E M E N T A AGRAVO DE INSTRUMENTO. PROCESSUAL CIVIL. DANO MORAL. VALOR DA CAUSA EXORBITANTE. RETIFICAÇÃO DE OFÍCIO OU A PEDIDO. POSSIBILIDADE. COMPETÊNCIA DO JUIZADO ESPECIAL FEDERAL. RECURSO IMPROVIDO. - A atribuição de valor à causa tem importância para diversos fins, dentre eles delimitar a competência jurisdicional entre Justiça Comum e Juizados Especiais (art. 3º, § 3º da Lei nº 10.259/2001), determinar a base para cálculo e recolhimento de custas judiciárias (exigência que tem natureza tributária de taxa) e também servir como referência para a condenação em honorários sucumbenciais. Por essas razões, o art. 292 do CPC/2015 dá critérios para a correta fixação do valor atribuído à causa, que deve corresponder, via de regra, ao conteúdo econômico da pretensão do autor. - Há casos nos quais o benefício econômico não pode ser apurado com exatidão ao tempo da distribuição da ação, mas isso não significa que exista plena liberdade para escolha de qualquer montante, razão pela qual deve ser estimado por parâmetros lógicos e ponderados, evitando a discrepâncias excessivas.

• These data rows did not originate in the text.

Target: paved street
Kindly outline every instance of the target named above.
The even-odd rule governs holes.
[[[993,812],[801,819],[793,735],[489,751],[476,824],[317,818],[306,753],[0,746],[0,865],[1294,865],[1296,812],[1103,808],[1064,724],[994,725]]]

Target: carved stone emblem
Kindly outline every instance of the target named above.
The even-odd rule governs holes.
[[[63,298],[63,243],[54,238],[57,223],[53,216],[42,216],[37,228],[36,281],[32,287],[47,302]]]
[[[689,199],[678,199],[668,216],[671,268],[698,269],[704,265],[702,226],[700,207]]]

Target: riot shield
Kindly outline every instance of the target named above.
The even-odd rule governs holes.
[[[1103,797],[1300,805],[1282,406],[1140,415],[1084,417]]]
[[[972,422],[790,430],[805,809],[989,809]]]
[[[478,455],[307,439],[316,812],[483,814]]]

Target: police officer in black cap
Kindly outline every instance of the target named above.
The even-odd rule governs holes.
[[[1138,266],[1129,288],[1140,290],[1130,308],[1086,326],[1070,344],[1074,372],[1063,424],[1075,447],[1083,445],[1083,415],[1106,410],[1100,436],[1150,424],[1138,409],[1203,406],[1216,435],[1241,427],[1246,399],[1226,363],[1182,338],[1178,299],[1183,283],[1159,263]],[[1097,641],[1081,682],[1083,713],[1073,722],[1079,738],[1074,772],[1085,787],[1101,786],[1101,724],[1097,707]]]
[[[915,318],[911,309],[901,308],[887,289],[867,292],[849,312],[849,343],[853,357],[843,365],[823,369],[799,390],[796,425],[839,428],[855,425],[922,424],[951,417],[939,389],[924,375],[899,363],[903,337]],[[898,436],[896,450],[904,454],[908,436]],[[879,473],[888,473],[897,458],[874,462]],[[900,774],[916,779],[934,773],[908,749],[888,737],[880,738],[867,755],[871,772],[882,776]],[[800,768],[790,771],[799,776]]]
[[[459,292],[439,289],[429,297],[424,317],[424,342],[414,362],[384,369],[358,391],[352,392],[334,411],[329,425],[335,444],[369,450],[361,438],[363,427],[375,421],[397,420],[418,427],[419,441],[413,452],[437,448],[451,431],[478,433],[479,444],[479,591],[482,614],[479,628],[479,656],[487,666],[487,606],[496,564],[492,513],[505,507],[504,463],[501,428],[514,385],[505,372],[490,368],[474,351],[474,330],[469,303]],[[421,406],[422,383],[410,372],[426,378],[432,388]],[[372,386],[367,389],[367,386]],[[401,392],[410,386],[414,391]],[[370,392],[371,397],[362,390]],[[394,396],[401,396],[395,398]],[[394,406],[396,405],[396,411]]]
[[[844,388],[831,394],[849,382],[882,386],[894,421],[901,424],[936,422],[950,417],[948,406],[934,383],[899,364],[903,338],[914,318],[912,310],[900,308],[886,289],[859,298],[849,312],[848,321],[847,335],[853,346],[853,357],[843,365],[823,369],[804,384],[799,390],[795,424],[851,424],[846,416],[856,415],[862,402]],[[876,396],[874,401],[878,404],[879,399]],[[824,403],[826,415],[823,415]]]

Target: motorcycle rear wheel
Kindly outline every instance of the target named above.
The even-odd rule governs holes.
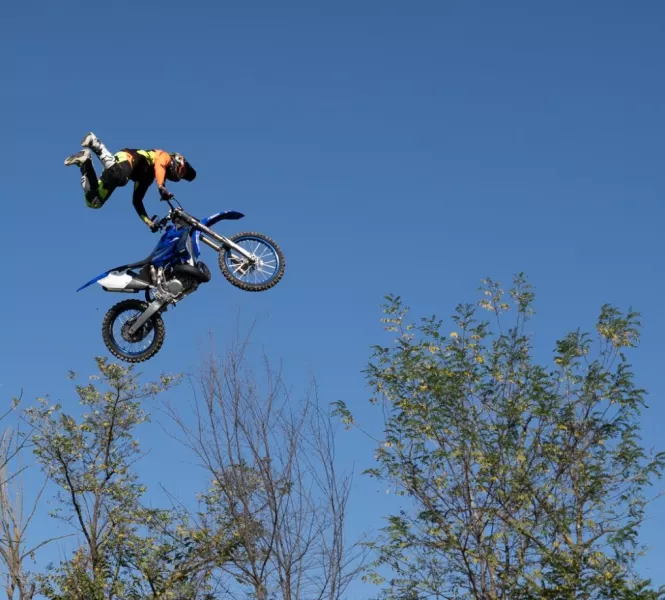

Se o autor indicar valor ínfimo ou exorbitante, o magistrado deve, a pedido ou de ofício, ajustar o valor da causa tendo como referência padrões médios de litígios equivalentes ou similares. Precedentes. - Conquanto seja permitido à parte autora postular o valor que corresponda ao dano moral que entenda ter suportado, essa deve se ater aos parâmetros sensatos para efeito de definição do valor da causa. - No caso dos autos, foi atribuído à causa o valor de R$ 100.000,00, correspondente exatamente ao valor pretendido a título de indenização por danos morais. O valor atribuído a título de danos morais se revela excessivo para casos similares, mostrando-se com real possibilidade de ter sido utilizado com intuito de deslocar a competência do Juizado Especial Federal. Por isso, não há reparos a fazer à decisão agravada. - Agravo de instrumento improvido. (AGRAVO DE INSTRUMENTO 5001155-93.2021.4.03.0000 Relator Desembargador Federal JOSE CARLOS FRANCISCO, TRF3 - 2ª Turma, DJEN DATA: 19/07/2021).
Pelo exposto, corrijo de ofício o valor da causa para R$ 15.000,00 (quinze mil reais), valor mais do que suficiente no caso de eventual procedência do pedido de indenização por danos morais e materiais.
Determina o art. 3º da Lei nº 10.259/2001:
Art. 3o Compete ao Juizado Especial Federal Cível processar, conciliar e julgar causas de competência da Justiça Federal até o valor de sessenta salários mínimos, bem como executar as suas sentenças.
§ 1o Não se incluem na competência do Juizado Especial Cível as causas:
I - referidas no art. 109, incisos II, III e XI, da Constituição Federal, as ações de mandado de segurança, de desapropriação, de divisão e demarcação, populares, execuções fiscais e por improbidade administrativa e as demandas sobre direitos ou interesses difusos, coletivos ou individuais homogêneos;
II - sobre bens imóveis da União, autarquias e fundações públicas federais;
III - para a anulação ou cancelamento de ato administrativo federal, salvo o de natureza previdenciária e o de lançamento fiscal;
O texto da lei é expresso que cabe ao Juizado Especial Federal analisar as demandas com valor da causa igual ou inferior a 60 (sessenta) salários mínimos, caso dos autos, não se enquadrando a matéria ventilada em nenhuma das exclusões legalmente arroladas.
Por tal motivo, declaro de ofício a incompetência absoluta desta Vara, nos termos do art. 64, § 1º, do CPC.
Determino a redistribuição da demanda para o Juizado Especial Federal desta SSJ.
Intimem-se.
Ituiutaba/MG, data da assinatura eletrônica.